So what we’ve done is we’ve gone from event
to event but more than that, in addition to going to these events we’ve tried
to show that each of those events provides your imagination with enough
material from the narrative depicting certain truths, doctrines, so we’ve tried
to narrate particular doctrines to particular events. This is not to say that those doctrines can’t relate to other
things, it’s just that there’s a preferential treatment… for example,
justification by faith clearly in the New Testament relates to Abraham, the
call of Abraham, over and over again it’s related to that. So there’s a structural integrity going on
between an event, an historical event narrated in Scripture, and the doctrinal
truth that the Holy Spirit teaches the church.
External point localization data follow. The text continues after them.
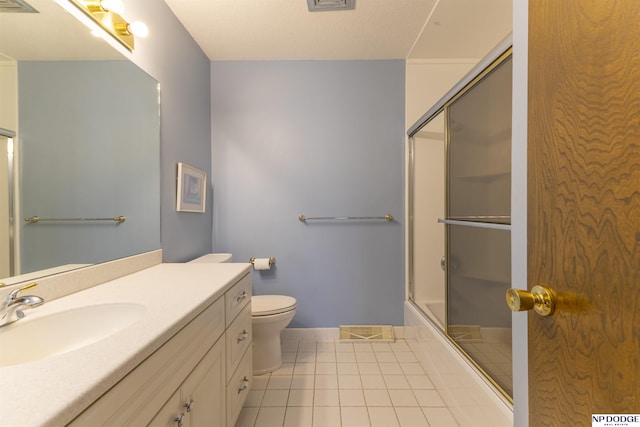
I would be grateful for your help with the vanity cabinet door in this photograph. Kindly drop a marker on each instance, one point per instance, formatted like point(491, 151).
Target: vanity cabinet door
point(200, 400)
point(203, 392)
point(169, 415)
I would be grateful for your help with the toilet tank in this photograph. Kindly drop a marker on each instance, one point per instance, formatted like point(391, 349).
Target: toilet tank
point(212, 258)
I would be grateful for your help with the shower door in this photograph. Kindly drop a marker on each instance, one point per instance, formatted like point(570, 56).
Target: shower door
point(460, 215)
point(478, 222)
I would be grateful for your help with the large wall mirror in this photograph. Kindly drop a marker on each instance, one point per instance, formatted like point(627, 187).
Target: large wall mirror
point(80, 142)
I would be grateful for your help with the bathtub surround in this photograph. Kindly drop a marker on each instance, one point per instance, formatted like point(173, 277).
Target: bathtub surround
point(320, 138)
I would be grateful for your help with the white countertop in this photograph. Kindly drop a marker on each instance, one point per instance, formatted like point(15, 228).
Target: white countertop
point(53, 391)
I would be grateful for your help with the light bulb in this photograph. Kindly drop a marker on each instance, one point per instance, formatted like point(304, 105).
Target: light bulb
point(138, 28)
point(115, 6)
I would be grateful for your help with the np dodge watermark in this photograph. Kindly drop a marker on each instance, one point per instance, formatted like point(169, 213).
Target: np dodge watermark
point(615, 420)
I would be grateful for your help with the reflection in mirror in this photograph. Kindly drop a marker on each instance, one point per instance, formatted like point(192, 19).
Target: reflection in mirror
point(86, 147)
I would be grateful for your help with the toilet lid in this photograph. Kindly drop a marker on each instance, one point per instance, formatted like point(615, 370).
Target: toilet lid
point(264, 305)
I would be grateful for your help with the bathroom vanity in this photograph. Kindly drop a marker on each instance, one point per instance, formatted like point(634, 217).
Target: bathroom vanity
point(184, 359)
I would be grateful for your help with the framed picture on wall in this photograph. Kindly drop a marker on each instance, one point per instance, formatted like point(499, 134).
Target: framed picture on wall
point(192, 192)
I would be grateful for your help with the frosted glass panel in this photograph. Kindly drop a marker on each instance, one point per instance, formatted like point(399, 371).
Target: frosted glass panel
point(479, 320)
point(479, 125)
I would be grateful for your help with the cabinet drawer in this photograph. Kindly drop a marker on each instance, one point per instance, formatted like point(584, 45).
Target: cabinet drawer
point(237, 298)
point(238, 339)
point(137, 397)
point(238, 388)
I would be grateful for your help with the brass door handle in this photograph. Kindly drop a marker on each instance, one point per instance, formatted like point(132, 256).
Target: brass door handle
point(541, 299)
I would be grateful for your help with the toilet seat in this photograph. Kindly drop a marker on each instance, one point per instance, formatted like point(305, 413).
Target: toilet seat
point(266, 305)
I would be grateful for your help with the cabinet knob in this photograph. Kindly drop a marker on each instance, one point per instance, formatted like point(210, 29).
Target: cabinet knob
point(243, 336)
point(244, 386)
point(178, 420)
point(242, 296)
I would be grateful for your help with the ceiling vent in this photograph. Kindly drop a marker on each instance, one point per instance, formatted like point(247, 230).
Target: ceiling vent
point(325, 5)
point(15, 6)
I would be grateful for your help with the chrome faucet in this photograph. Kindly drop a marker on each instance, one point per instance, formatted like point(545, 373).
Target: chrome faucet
point(14, 306)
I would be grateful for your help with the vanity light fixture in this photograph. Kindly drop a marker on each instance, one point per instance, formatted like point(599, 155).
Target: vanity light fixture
point(108, 15)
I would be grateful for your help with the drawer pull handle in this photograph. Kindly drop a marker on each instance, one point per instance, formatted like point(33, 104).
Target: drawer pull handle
point(243, 336)
point(245, 385)
point(178, 420)
point(242, 296)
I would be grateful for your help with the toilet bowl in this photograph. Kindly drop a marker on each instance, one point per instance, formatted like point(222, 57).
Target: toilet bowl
point(270, 314)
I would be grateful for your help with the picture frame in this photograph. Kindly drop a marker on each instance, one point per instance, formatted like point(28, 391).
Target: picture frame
point(192, 190)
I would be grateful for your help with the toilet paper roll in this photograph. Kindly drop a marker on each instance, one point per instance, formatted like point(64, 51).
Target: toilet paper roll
point(261, 264)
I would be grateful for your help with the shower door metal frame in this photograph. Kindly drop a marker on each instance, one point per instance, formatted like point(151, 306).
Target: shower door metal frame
point(502, 52)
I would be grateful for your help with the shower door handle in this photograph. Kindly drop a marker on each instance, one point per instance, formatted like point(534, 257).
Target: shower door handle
point(541, 299)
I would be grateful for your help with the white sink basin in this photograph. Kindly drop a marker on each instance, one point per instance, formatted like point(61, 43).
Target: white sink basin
point(28, 340)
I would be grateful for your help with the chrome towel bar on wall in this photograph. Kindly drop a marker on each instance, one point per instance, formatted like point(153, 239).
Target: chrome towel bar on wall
point(36, 219)
point(302, 218)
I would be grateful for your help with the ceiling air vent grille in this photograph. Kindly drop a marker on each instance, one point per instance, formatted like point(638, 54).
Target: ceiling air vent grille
point(325, 5)
point(15, 6)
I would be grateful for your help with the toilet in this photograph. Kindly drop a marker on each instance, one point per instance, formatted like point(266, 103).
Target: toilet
point(270, 314)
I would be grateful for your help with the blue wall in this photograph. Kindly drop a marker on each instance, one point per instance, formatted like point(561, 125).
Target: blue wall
point(320, 138)
point(81, 152)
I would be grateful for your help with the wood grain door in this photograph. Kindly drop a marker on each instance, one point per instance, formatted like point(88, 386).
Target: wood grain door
point(584, 208)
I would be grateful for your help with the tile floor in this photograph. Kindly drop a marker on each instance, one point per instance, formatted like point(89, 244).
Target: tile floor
point(407, 383)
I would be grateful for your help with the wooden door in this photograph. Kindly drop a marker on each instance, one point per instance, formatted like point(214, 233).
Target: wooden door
point(584, 208)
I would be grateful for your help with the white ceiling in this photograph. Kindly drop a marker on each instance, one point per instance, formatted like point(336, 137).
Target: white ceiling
point(376, 29)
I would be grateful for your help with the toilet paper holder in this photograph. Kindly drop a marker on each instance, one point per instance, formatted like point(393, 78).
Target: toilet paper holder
point(272, 260)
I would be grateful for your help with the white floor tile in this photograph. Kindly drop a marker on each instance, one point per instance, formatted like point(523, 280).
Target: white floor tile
point(419, 382)
point(300, 398)
point(247, 417)
point(390, 368)
point(345, 356)
point(326, 368)
point(366, 357)
point(298, 417)
point(413, 417)
point(403, 398)
point(326, 416)
point(386, 356)
point(373, 381)
point(270, 417)
point(377, 398)
point(383, 417)
point(368, 368)
point(254, 398)
point(440, 417)
point(400, 384)
point(346, 368)
point(304, 368)
point(326, 382)
point(355, 416)
point(396, 382)
point(351, 397)
point(428, 398)
point(275, 398)
point(326, 357)
point(281, 382)
point(326, 397)
point(303, 382)
point(349, 381)
point(306, 357)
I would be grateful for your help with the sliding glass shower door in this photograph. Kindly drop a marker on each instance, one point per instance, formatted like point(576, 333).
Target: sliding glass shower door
point(460, 238)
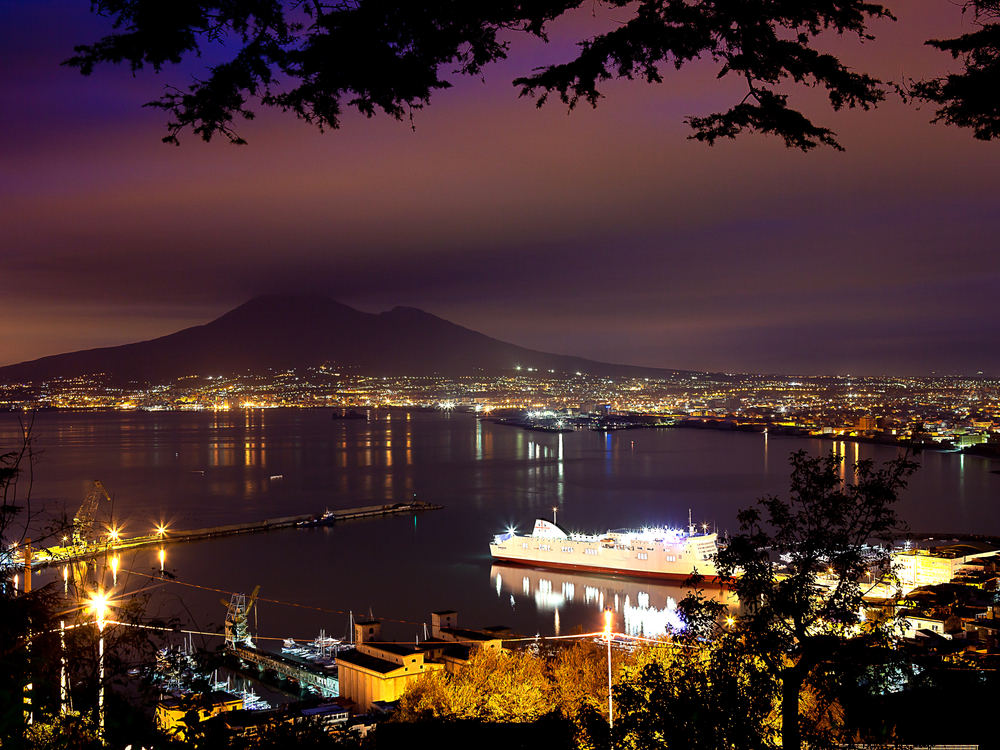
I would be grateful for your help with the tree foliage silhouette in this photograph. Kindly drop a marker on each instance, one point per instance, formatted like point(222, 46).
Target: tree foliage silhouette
point(806, 628)
point(315, 58)
point(971, 98)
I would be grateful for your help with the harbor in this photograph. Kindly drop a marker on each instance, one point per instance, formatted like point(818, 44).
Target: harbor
point(114, 542)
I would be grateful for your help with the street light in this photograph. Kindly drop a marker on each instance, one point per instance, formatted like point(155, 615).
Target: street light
point(608, 615)
point(99, 607)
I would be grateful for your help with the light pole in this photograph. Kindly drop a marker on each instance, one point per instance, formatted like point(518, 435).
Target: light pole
point(99, 606)
point(607, 636)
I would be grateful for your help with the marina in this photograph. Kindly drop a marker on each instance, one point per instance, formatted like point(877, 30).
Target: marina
point(113, 542)
point(399, 566)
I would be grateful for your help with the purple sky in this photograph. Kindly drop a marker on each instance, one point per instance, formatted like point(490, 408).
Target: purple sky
point(604, 233)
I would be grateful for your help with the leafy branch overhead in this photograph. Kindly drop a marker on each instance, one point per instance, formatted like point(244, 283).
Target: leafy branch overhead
point(315, 59)
point(970, 99)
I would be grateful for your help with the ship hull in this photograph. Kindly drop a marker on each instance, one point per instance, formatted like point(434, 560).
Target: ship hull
point(603, 570)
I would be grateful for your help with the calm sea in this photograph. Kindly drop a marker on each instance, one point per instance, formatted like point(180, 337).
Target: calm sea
point(193, 470)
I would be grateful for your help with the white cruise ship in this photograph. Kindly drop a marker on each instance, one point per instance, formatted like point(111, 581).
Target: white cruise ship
point(651, 552)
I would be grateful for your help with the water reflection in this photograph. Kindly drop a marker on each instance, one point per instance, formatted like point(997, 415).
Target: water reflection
point(648, 608)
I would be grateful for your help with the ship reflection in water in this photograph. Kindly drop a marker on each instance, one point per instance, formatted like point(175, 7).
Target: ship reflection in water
point(644, 608)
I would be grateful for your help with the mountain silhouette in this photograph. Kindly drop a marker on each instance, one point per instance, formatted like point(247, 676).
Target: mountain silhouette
point(285, 332)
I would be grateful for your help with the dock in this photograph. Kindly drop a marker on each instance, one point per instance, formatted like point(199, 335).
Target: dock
point(323, 681)
point(54, 555)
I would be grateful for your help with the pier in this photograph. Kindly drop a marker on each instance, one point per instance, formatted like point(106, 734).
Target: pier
point(55, 554)
point(307, 675)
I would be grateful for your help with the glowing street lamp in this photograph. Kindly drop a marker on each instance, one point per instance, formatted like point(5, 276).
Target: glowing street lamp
point(608, 616)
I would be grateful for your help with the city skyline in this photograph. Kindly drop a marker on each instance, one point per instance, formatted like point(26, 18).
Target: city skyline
point(605, 234)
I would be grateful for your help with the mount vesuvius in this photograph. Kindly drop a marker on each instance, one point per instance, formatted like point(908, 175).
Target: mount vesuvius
point(285, 332)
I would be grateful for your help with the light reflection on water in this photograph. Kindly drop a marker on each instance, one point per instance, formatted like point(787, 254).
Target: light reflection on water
point(198, 470)
point(646, 607)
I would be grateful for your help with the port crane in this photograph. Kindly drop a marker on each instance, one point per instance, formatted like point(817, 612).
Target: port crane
point(83, 521)
point(237, 616)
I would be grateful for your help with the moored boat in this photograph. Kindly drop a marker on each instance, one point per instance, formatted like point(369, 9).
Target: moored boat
point(648, 553)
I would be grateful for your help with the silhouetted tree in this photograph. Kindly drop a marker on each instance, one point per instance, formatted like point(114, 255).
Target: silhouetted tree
point(314, 58)
point(971, 98)
point(806, 628)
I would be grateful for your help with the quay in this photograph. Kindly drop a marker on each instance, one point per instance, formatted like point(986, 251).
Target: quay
point(325, 682)
point(56, 554)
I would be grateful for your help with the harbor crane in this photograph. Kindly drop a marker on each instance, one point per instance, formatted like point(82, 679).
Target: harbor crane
point(237, 618)
point(83, 521)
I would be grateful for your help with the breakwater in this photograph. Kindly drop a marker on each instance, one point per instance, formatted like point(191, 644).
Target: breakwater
point(52, 555)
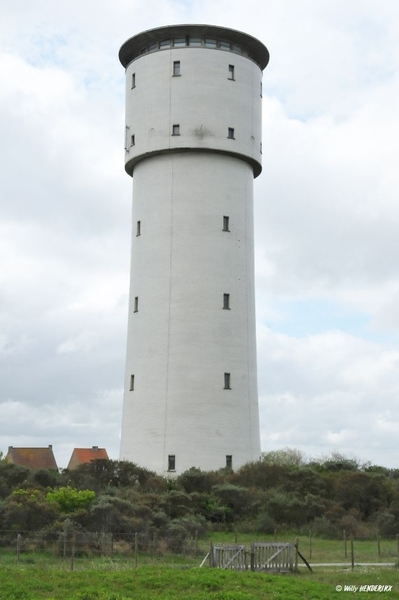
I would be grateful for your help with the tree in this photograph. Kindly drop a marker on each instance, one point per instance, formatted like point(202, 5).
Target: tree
point(28, 510)
point(70, 500)
point(286, 457)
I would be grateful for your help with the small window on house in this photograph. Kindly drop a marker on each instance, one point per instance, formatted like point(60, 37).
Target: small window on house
point(226, 301)
point(210, 43)
point(227, 381)
point(176, 68)
point(195, 41)
point(179, 42)
point(165, 44)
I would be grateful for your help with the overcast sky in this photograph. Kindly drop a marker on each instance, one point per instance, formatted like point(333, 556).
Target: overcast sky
point(326, 220)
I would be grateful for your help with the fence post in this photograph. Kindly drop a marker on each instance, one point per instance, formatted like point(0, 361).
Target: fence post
point(72, 552)
point(136, 548)
point(18, 546)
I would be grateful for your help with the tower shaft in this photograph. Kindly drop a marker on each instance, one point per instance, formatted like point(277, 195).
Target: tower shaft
point(193, 146)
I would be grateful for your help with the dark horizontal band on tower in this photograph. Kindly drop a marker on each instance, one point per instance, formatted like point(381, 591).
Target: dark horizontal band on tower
point(153, 39)
point(256, 166)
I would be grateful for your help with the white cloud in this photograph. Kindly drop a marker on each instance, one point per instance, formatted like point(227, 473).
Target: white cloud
point(327, 216)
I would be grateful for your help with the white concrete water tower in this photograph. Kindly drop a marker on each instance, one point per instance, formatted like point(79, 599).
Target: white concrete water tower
point(193, 146)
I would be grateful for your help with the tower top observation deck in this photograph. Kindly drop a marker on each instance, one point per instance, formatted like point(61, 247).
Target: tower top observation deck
point(194, 36)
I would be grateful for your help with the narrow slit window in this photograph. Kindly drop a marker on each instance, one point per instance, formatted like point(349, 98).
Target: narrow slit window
point(227, 381)
point(226, 301)
point(176, 68)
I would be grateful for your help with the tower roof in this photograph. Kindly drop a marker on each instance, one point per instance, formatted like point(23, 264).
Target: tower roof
point(150, 40)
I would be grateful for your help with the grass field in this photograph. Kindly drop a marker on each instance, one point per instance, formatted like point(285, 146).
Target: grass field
point(39, 576)
point(323, 550)
point(27, 582)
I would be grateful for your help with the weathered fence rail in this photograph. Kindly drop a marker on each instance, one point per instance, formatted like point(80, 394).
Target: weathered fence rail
point(229, 557)
point(272, 556)
point(267, 557)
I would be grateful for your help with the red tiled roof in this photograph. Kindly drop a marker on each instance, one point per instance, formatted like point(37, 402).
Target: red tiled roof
point(81, 456)
point(32, 458)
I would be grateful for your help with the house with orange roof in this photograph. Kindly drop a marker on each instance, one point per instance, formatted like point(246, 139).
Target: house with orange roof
point(32, 458)
point(81, 456)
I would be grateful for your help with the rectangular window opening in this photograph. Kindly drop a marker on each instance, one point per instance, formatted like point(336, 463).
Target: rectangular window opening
point(176, 68)
point(226, 301)
point(227, 382)
point(179, 42)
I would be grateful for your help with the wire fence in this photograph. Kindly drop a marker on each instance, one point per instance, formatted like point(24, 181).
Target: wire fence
point(81, 543)
point(137, 548)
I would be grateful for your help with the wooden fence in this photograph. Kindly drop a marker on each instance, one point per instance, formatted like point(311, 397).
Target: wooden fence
point(267, 557)
point(273, 557)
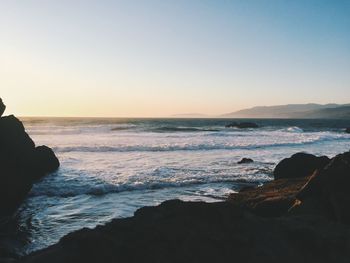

The third objective has been not only the
history, the event, but the truthfulness of the gospel. Therefore when we went through Gen. 1-11 we
spent a lot of time going through geology, biology, some of the cosmology,
because it’s necessary to make a map in our minds that we can think of
somewhere inside our head or in your heart, wherever, we basically have a
reality map. This is tucked away
somewhere in our heads; we all have it, there’s no question everybody has this
and most of our maps are composites, there’s pieces of the Bible in there and
there’s pieces of paganism in there.
When we respond to circumstances in our lives, particularly when we
respond rapidly and almost thoughtlessly, our whole psyche, our brains and
everything else is responding, they’re being programmed from the map.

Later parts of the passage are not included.